No, I told myself. This wasn’t vacation. I was here to work.
Checking my phone, I saw a text from Emily. It said: Useful Malay phrases for your meeting with WW.
It was a list of swear words. I laughed, then typed in, If I wanted to insult him, I’d probably just say “fuck you” in English.
She came back with: Aw, but kongkek mak kau sounds much cooler.
I had to agree. I scanned the list for that one — fuck your mother. Ouch.
Some of them were kind of bizarre, a little fun to say. I repeated a few of them over and over again, liking the way they sounded. Yes, I flew off the handle easily, but no, I couldn’t actually see Wyatt getting me so angry that I’d insult him or his mother in Malay.
I plugged in my phone to recharge, my mind dwelling too much on how it had been in Wyatt’s pocket, so close to his…
What the hell did that matter?
Shaking my head, I yanked the comforter off the king bed, checking for bedbugs. Clear.
I stripped off my t-shirt and shorts and went inside the bathroom, and my eyes landed on some tiny travel bars of packaged SilkySoap from WE.
Really? My first thought was to throw those nasty bit
s of animal by-product away. But how would that help? Instead, I shoved them aside. Then I reached into my toiletry bag and pulled out my own, RSPO-certified soap, my homemade toothpaste, and my bamboo toothbrush.
Brushing my teeth vigorously, I watched my naked body in the mirror, thinking of Wyatt. He was such a MAN, all capitals, underlined, circled. I wondered how it would feel if he touched me. Hell, his finger had innocently grazed my palm when he’d taken the phone from my hand, and I could still feel the aftershocks, deep inside me.

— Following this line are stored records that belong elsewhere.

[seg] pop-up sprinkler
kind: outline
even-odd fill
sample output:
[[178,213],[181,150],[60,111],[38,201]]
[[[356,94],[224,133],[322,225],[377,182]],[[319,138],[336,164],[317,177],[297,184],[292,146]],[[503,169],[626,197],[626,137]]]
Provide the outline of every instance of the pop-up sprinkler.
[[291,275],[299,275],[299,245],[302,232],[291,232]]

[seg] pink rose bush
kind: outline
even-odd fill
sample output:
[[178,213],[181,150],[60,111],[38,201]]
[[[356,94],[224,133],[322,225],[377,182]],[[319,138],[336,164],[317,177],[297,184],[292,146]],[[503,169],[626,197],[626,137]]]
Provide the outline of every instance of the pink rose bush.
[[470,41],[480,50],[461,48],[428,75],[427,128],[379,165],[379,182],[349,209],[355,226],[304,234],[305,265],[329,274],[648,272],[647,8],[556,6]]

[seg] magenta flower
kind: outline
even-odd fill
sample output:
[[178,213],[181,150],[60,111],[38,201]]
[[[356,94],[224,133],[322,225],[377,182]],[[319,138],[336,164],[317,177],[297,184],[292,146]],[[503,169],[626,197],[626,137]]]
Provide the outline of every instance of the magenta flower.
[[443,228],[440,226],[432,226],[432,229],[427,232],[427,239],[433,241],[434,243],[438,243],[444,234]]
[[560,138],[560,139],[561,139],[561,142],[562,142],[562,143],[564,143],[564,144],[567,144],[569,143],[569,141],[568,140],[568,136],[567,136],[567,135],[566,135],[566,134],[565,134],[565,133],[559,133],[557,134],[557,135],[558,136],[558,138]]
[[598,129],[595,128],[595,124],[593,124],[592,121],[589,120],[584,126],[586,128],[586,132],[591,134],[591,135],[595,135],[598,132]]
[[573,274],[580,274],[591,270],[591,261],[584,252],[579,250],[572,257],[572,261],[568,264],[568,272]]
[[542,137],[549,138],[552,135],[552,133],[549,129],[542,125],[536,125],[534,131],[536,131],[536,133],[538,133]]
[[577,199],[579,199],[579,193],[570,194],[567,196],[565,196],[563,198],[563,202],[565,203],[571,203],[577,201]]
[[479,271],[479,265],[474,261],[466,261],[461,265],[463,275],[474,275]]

My wrist still tingled from where he’d trapped it in his hand.
I’d probably have an orgasm in a second if I really did sit on his face. Even the thought of sinking down on his waiting tongue made my nipples as hard as rocks.
No. That was just nerves. It’d been one really long, tiring day. I just needed a shower, a little bit of time to relax and recharge.
I turned on the water, nice and cold. Of course, I’d take a shower for tonight, not to impress him, but because it’d been a long flight — I was sweaty and sticky, and I smelled. I was not going to put on airs for Wyatt Watts. I did not give a shit what he thought about me. This was business.
I sighed at the crappy water pressure, but what could I expect for sixteen dollars a night? The water just dribbled out.
When I stepped into the shower, twisting the knobs to get more water spurting out, he was all I could think of. Those cold, ice-blue eyes. I washed my hair, my body, but when I finished, I rubbed my breasts together, thinking of the way he’d looked at me. I also have a big place in my heart for sex.
I’d bet in bed, he was an animal. He had all the makings of a gorgeous body — tall, lean, broad shoulders, an effortless tan. He had eyes that were both cold and sensual, so raw they’d rendered me a little crazy.
My hands trailed lower, between my legs, between my labia, finding my clit. There, liquid heat gathered, and I increased pressure, desperate to relieve the ache that insipid man created inside me. I kept my finger moving in slow, lazy circles over myself. I tried to imagine a nameless face between my legs, looking up at me with desire-heavy eyes. Ice-blue eyes. Startling.